Mapper: a fast, accurate aligner for genomic sequences
Latest release version can be downloaded here: https://github.com/mathjeff/Mapper/releases/download/1.1.0-beta12/mapper-1.1.0-beta12.jar
Contact:
Dr. Anni Zhang, MIT, [email protected]
Usage: java -jar mapper.jar [--out-vcf <out.vcf>] [--out-sam <out.sam>] [--out-refs-map-count <counts.txt>] [--out-unaligned <unaligned.fastq>] --reference <ref.fasta> --queries <queries.fastq> [options]
java -jar mapper.jar [--out-vcf <out.vcf>] [--out-sam <out.sam>] [--out-refs-map-count <counts.txt>] [--out-unaligned <unaligned.fastq>] --reference <ref.fasta> --paired-queries [--spacing ]<queries.fastq> <queries2.fastq> [options]
Aligns genomic sequences quickly and accurately using relatively high amounts of memory
INPUT:
--reference <file> the reference to use. Should be in .fasta/.fa/.fna or .fastq/.fq format or a .gz of one of those formats.
May be specified multiple times for multiple reference genomes
--queries <file> the reads to align to the reference. Should be in .fastq or .fasta format.
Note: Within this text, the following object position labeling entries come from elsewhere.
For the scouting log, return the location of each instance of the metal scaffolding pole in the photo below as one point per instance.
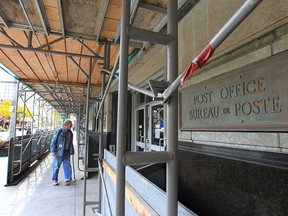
(122, 110)
(101, 143)
(172, 112)
(86, 136)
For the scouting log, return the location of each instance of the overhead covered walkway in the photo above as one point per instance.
(152, 128)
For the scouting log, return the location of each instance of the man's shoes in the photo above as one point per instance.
(69, 182)
(55, 183)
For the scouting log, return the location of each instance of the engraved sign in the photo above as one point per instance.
(254, 98)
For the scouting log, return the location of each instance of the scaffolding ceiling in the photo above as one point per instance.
(48, 44)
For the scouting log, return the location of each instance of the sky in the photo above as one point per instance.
(4, 76)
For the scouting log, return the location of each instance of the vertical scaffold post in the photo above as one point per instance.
(122, 110)
(86, 137)
(172, 111)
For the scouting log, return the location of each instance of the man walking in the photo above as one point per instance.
(61, 148)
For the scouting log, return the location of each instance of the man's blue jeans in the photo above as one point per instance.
(66, 166)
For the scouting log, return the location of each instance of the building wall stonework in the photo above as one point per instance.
(263, 34)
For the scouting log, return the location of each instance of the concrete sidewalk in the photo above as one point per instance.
(35, 195)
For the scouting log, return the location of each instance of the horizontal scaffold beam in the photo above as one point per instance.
(4, 46)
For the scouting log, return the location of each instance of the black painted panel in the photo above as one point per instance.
(211, 185)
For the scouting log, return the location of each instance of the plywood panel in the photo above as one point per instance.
(116, 2)
(110, 24)
(7, 62)
(59, 61)
(13, 11)
(107, 34)
(147, 19)
(159, 3)
(72, 70)
(13, 33)
(83, 16)
(114, 12)
(51, 3)
(53, 18)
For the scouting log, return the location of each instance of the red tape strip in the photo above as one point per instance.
(202, 58)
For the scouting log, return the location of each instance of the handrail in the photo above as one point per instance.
(104, 185)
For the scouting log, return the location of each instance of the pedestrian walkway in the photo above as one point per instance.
(35, 195)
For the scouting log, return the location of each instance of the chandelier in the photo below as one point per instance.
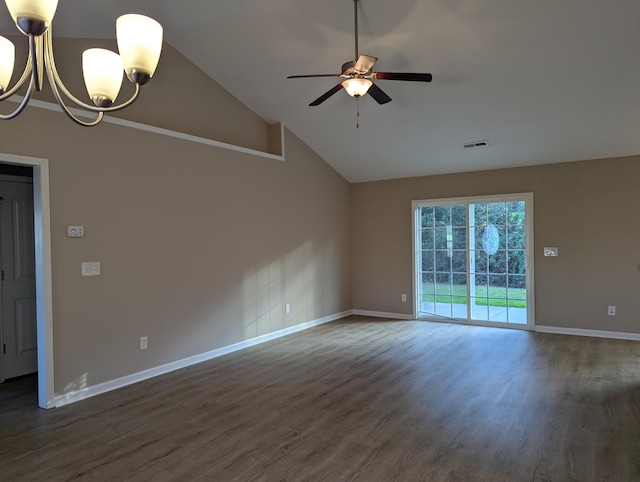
(139, 41)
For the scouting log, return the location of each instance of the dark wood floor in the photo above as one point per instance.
(358, 399)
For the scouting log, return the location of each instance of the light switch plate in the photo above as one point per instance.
(75, 231)
(91, 268)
May be specified multiple times for multiple query files
--paired-queries <file1> <file2> [--spacing <mean> <distancePerPenalty>] Illumina-style paired-end reads to align to the reference. For each read <r1> in <file1> and the corresponding <r2> in <file2>, the alignment position of <r1> is expected to be slightly before the alignment position of the reverse complement of <r2>.
Each file should be in .fastq/.fasta format
May be specified multiple times for multiple query files
--spacing <expected> <distancePerPenalty> (default: 100 50)
Any query alignment whose inner distance deviates from <expected> has an additional penalty added.
That additional penalty equals (the difference between the actual distance and <expected>) divided by <distancePerPenalty>, unless the two query sequence alignments would overlap, in which case the additional penalty is 0.
--infer-ancestors
Requests that Mapper look for parts of the genome that likely shared a common ancestor in the past, and will lower the penalty of an alignment that mismatches the given reference but matches the inferred common ancestor.
--no-infer-ancestors
Disables ancestor inference.
--split-queries-past-size <size> Any queries longer than <size> will be split into smaller queries.
THIS OPTION IS A TEMPORARY EXPERIMENT FOR LONG READS TO DETECT REARRANGEMENTS AND IMPROVE PERFORMANCE.
--no-gapmers
When Mapper attempts to identify locations at which the query might align to the reference, Mapper first splits the query into smaller pieces and looks for an exact match for each piece.
By default, these pieces contain noncontiguous basepairs and might look like XXXXXXXX____XXXX.
This flag makes these pieces be contiguous instead to look more like XXXXXXXXXXXX.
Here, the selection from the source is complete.